There are a plethora of low-cost stocks and mutual funds that you could consider purchasing as part of a contrarian strategy. In general, you should seek out fallen sectors (with the potential to grow back) with below-average valuations. Commodity producers, retailers, consumer discretionary firms, industrials, midstream firms, asset managers, and so on have all been battered for now, but are expected to rise again in the future. International stocks and emerging markets have also underperformed in the last decade but are expected to rise. The following are some concrete industries that you may want to look into:
- Developing industry: New markets are developed every time. Examples are mostly related to tech, but it is not limited to it. While some traditional markets will remain, new markets will emerge and will take over the economy
- Commodities: Commodities include grains, gold, oil, gas, and many more, and these are the assets that are necessary for the economy and will rarely see a decline in value
- Non-traditional investments: This is not an alternative investment. These investments trade on things that are unusual and very different from the investment market in general - it could be ETFs on cannabis, pot stocks, funds on beer or wine or even NFTs
- Transportation: Cruise lines and airlines were hit hard in 2020, but they are more likely to bounce back due to their importance in the economy
- Small mom&pop business: Many small businesses have also been hit by the pandemic, and many of them will not bounce back. But some might through implementing innovative measures to suit the market climate, and an investor can take reap the benefits from their slow regrowth
- Real estate: Real estate is one of those asset classes that rarely crashes. Even when it does, it comes back up stronger than before. Real estate, whether land or through REITs, can still achieve a solid return that suits a contrarian approach. Also, not everyone can afford to invest in real-estate
Apart from focusing on the industries, you may also want to focus on the kind of asset. For instance, you can sell your cash-secured put options to buy a stock when it declines, or you can sell your covered calls to sell stocks when their prices increase.

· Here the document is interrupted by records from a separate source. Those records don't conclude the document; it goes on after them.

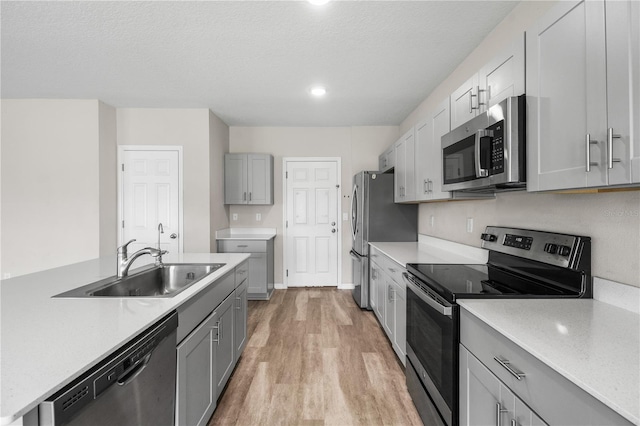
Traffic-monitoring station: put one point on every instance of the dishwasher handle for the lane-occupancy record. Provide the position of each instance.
(130, 375)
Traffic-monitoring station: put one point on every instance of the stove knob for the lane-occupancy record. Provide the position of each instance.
(488, 237)
(564, 251)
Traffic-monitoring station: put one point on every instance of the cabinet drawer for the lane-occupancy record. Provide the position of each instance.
(242, 246)
(553, 397)
(242, 272)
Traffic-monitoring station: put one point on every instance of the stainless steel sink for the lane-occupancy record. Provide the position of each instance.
(160, 281)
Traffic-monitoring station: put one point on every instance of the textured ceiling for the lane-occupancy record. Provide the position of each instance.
(251, 63)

To understand whether contrarian investing is right for you, look no further than its characteristics. As a strategy that looks for low-cost equities of companies that are expected to rise in value, it does strike some uncertainty as one cannot simply time the market. Nevertheless, contrarian investing can be beneficial if you are patient and rarely give into market hype and fear. But it also has its downsides. You can ensure that a contrarian strategy is a success by looking at equities holistically, through looking at company balance sheets, investment returns against investment costs, or using basic statistics, like price/earnings ratio. But nothing beats traditional investment strategies to ensure success, such as, proper diversification, due diligence, or seeking professional help. Contrarian investing can be very effective due to its long-term nature and the historical success achieved by famous investors, like Warren Buffet or Ryan Cohen. Some of the industries to consider for contrarian investing include emerging markets, commodities, and real estate, etc.
Contrarian investing can be beneficial if done right. However, as seen from history, only a few can reap the benefits because it requires expert support from trained professions. Warren Buffet had a group of professionals who helped him profit through a contrarian approach, and the individual will not have access to such tools. Therefore, it is essential to understand your goals, risk tolerance, and the current market before investing through the contrarian approach.